Kolumne: Immer wieder sonntags : Was tun bei lärmenden Kindern im Zug?

Schreien, Rennen, Singen: Kinder im Abteil können ganz schön nerven. Muss man sich das gefallen lassen? Unsere Autorin weiß Rat. 

Willst du mit mir spielen? Ein Junge im Zug.
Willst du mit mir spielen? Ein Junge im Zug.Foto: imago/blickwinkel

Immer wieder erlebe ich bei Bahnreisen, dass Kinder sich sehr störend verhalten. Sie hüpfen auf den Sitzen herum, singen, krabbeln im Gang, bekleckern alles. Wie kann man sich dagegen wehren? - Henriette, verstört

Die Frage ist: Will man sich dagegen wehren? Es kann doch auch sehr aufheiternd sein, Kindern beim Spielen zuzuschauen. Von deren unbändiger Lebensfreude sich anstecken zu lassen, kann ein erster Teil der Erholung sein, egal wohin die Reise geht. Wenn Sie an einem krabbelnden Kind vorbeigehen müssen, dann bitten Sie doch höflich die Eltern, den Weg passierbar zu machen. Eine freundliche Grundhaltung verbessert auch Ihr eigenes Wohlgefühl, wenn es gilt, Kindern beim Singen, Lesen oder Spielen zuzuhören.

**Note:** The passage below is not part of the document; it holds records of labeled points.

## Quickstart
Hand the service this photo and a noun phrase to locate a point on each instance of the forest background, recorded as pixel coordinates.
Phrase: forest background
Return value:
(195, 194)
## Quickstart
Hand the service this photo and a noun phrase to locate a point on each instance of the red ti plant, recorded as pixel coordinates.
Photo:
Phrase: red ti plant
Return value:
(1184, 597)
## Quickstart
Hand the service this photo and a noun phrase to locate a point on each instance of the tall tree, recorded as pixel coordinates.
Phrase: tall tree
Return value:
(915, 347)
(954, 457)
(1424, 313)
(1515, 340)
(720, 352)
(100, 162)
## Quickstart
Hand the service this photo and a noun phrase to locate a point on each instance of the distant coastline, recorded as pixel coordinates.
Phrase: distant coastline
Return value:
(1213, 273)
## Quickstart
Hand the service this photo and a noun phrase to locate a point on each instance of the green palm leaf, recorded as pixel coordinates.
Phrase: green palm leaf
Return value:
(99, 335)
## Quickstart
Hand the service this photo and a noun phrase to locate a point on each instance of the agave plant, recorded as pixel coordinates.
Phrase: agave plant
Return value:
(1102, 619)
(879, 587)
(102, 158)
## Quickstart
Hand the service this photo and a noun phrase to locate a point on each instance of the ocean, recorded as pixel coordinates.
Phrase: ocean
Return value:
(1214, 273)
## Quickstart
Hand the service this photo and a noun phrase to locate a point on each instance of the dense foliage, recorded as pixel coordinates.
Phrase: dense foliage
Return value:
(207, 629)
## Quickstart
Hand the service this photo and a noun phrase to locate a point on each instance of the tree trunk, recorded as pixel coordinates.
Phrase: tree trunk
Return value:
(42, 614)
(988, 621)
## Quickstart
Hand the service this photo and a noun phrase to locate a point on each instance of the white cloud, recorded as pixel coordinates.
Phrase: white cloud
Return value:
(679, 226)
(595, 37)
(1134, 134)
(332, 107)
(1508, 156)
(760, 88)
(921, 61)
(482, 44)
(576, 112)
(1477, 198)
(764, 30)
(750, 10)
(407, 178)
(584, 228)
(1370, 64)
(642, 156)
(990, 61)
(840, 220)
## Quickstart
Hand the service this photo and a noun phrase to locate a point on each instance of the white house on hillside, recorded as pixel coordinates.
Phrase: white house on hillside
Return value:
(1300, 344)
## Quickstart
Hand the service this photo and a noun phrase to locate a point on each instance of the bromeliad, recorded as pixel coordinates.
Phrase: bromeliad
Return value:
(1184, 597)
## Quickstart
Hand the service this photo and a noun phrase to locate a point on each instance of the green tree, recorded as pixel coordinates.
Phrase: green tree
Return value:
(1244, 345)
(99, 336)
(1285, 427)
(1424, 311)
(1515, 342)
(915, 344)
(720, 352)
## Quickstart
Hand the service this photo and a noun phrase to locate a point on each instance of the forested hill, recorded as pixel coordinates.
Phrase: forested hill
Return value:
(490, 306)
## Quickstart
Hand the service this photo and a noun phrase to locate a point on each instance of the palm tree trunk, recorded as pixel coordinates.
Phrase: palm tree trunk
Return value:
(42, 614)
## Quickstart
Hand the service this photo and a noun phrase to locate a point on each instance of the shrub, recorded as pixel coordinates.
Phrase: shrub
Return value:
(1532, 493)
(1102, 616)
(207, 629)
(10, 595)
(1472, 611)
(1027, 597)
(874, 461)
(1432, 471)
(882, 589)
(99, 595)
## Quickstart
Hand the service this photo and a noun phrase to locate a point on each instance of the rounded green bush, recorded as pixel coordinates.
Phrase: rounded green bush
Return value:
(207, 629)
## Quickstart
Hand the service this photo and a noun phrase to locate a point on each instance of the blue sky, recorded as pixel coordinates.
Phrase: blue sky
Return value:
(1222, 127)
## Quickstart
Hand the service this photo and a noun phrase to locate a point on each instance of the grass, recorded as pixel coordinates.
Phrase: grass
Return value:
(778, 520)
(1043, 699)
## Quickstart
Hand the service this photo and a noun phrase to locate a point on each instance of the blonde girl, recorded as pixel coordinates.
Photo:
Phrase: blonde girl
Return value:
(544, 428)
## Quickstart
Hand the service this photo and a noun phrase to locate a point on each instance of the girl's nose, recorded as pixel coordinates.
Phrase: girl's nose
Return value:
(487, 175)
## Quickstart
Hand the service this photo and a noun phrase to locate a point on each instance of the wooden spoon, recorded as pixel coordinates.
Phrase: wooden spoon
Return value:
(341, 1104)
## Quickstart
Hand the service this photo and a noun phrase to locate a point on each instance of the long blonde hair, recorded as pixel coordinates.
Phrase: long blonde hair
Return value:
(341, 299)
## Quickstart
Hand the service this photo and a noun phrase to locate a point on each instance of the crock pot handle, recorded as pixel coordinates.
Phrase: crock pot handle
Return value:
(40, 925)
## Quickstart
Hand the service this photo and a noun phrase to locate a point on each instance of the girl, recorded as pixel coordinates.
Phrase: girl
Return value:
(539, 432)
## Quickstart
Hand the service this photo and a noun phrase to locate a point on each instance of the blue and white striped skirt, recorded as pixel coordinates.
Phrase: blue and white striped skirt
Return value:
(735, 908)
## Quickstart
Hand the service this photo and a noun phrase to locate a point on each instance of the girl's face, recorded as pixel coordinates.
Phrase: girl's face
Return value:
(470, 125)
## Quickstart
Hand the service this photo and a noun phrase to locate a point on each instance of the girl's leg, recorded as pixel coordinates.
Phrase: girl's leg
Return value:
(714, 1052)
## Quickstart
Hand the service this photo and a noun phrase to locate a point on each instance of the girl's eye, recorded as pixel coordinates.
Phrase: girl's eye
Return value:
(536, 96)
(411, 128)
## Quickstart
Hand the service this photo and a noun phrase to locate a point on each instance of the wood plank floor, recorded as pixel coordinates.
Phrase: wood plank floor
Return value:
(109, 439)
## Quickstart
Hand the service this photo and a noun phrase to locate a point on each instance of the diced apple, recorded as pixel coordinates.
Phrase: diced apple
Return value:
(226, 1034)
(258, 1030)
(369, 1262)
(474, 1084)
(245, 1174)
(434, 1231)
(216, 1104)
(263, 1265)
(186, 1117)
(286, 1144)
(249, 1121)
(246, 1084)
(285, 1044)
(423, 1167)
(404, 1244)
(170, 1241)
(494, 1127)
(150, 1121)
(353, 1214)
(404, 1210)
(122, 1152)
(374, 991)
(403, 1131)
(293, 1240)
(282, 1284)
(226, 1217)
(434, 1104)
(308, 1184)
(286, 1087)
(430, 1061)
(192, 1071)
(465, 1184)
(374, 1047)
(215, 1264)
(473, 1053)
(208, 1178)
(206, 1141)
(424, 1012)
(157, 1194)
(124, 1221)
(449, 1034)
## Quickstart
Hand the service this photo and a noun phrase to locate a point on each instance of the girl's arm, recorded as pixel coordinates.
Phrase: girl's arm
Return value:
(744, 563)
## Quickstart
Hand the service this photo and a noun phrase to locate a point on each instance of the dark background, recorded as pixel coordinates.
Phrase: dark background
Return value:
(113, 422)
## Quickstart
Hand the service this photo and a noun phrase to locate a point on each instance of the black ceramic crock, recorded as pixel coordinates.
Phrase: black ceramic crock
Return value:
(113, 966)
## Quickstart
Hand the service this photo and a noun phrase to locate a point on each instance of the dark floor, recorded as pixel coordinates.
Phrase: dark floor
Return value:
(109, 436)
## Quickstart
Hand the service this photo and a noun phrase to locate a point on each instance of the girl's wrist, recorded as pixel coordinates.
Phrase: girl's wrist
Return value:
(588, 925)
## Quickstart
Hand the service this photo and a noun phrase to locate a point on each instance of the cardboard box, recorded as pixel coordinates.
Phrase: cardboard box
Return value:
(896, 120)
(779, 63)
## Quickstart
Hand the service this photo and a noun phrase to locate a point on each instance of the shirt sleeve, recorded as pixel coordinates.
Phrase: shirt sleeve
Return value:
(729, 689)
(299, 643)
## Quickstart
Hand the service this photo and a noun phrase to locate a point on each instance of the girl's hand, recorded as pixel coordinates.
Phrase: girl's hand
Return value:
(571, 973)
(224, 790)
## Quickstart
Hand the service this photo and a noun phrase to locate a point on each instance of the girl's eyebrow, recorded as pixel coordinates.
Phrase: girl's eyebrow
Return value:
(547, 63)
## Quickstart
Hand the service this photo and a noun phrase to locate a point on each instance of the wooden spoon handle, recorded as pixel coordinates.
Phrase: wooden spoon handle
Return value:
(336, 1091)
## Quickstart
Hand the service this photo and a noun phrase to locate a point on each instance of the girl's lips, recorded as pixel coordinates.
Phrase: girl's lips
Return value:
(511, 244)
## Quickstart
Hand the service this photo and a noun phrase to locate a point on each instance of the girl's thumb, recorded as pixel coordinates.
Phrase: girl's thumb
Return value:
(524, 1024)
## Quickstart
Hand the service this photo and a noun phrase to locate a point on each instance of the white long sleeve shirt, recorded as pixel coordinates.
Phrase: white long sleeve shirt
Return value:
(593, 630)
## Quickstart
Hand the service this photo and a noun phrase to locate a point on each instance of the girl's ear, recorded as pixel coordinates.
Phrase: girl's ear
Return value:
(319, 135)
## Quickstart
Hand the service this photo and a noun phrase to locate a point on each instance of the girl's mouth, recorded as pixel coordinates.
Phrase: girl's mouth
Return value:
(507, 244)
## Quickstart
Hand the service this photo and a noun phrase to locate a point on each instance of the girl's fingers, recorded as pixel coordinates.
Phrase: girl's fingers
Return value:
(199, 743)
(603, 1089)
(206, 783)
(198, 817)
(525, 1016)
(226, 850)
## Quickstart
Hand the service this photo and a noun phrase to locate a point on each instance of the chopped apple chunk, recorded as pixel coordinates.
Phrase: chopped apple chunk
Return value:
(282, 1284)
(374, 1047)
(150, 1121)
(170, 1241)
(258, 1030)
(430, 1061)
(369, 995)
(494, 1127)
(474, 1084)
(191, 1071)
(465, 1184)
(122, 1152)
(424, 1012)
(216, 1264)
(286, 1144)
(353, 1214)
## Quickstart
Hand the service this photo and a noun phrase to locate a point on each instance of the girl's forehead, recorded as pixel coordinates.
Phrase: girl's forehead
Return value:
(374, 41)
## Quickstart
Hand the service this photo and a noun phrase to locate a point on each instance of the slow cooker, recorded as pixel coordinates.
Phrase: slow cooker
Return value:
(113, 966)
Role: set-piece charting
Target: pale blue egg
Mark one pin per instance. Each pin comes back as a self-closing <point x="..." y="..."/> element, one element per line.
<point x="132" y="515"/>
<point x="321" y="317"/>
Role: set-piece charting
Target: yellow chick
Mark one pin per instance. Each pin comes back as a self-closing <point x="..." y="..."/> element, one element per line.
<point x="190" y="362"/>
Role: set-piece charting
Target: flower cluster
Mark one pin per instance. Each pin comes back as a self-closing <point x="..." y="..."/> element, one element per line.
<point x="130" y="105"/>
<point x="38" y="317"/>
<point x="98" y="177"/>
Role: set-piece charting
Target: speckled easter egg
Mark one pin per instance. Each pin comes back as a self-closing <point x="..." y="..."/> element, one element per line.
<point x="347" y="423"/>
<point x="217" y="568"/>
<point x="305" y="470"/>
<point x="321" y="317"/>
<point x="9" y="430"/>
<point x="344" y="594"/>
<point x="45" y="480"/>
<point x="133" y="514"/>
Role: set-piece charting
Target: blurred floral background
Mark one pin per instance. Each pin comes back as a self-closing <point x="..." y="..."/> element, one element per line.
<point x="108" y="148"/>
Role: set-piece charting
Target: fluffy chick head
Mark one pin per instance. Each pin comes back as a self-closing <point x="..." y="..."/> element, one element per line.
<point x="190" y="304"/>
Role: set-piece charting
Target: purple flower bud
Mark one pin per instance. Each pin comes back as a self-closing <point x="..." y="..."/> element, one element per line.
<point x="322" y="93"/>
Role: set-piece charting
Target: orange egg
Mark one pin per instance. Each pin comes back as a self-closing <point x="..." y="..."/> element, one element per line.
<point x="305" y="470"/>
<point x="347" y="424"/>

Sobald man das nicht als Störung wahrnimmt, sondern als Chance, etwas zu lernen, hellt sich die Stimmung auf. In der Regel bemühen sich Eltern, Kleckerspuren zu beseitigen. Solange Sie nicht selber getroffen werden, bleiben Sie am besten gelassen.

Aber Achtung, treiben Sie es mit dem Wohlwollen auch nicht zu weit: Bevor Sie besonders herzigen Kindern Süßigkeiten zustecken, fragen Sie unbedingt die Eltern, ob das in Ordnung ist.